22Conformément aux dispositions de l'article 38 du CGI, les créances doivent être rattachées aux résultats de l'exercice au cours duquel elles peuvent être réputées acquises par l'entreprise créancière, c'est-à-dire lorsqu'elles deviennent définitives dans leur principe et dans leur montant (cf. ci-avant 4 A 212 ).
Or, les créances correspondant à des retenues de garantie, prévues par certains contrats de travaux ou de fournitures et pratiquées sur le montant des mémoires, ne sauraient être considérées comme incertaines dans leur principe. Étant par ailleurs fixées quant à leur montant, elles doivent être considérées comme constituant des créances acquises que les entreprises doivent comprendre dans les résultats de l'exercice au cours duquel elles ont pris naissance, sans qu'il y ait lieu d'attendre la vérification et l'acceptation des travaux en cause.
C. TRAVAUX FAITS PAR L'ENTREPRISE POUR ELLE-MÊME
23Lorsque les travaux faits par l'entreprise pour elle-même ont pour conséquence une augmentation de l'actif, leur coût doit être inscrit à l'actif du bilan (compte 21).
D'autre part, lorsque les dépenses entraînées par de tels travaux ont le caractère de frais de premier établissement, leur montant est, en principe, inscrit à l'actif du bilan (compte 20) [Sur le régime fiscal des sommes correspondantes, cf. DB 4 C 231 ].
Dans l'une et l'autre de ces situations, le montant des sommes inscrites au compte d'actif est porté au crédit du compte 72 « Production immobilisée » au titre des « Travaux faits par l'entreprise pour elle-même ». L'écriture correspondante traduit, non pas la prise en compte véritable d'un produit imposable, mais bien la simple annulation comptable de la précédente inscription, au débit du compte de production immobilisée, des dépenses (achats de matériaux, salaires, travaux, fournitures et services extérieurs, etc.) exposées pour la réalisation des travaux faits par l'entreprise pour elle-même.

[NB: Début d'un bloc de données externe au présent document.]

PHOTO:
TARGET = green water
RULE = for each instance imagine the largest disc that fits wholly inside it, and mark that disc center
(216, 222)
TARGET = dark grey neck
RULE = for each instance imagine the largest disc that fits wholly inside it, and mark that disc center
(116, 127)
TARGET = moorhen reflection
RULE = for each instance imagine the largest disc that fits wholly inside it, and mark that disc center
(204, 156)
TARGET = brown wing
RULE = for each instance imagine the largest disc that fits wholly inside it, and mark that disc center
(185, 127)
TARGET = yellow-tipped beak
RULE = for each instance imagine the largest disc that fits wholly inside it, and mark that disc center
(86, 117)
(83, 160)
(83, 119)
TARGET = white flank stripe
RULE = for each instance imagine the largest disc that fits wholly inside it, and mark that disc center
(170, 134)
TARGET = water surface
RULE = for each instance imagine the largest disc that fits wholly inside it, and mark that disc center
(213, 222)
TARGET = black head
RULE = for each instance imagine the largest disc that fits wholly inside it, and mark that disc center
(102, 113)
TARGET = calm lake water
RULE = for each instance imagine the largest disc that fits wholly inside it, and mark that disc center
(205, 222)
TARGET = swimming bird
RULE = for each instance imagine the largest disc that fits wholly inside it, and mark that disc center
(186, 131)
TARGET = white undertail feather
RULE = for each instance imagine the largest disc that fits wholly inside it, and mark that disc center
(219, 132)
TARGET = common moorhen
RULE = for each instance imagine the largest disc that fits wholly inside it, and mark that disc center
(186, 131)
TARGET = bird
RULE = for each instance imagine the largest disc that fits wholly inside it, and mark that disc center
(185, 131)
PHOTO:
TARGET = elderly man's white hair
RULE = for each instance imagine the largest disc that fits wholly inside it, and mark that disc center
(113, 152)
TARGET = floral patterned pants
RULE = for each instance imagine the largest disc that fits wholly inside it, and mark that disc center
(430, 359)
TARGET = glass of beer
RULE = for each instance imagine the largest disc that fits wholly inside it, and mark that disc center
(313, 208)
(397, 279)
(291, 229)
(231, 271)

Nota. - Bien entendu si une entreprise, s'écartant des prescriptions du Plan comptable, comptabilisait immédiatement par le débit du compte d'actif approprié (Frais de premier établissement ou Immobilisations) le coût de travaux effectués pour elle-même, il n'y aurait pas lieu d'en ajouter le montant aux produits d'exploitation.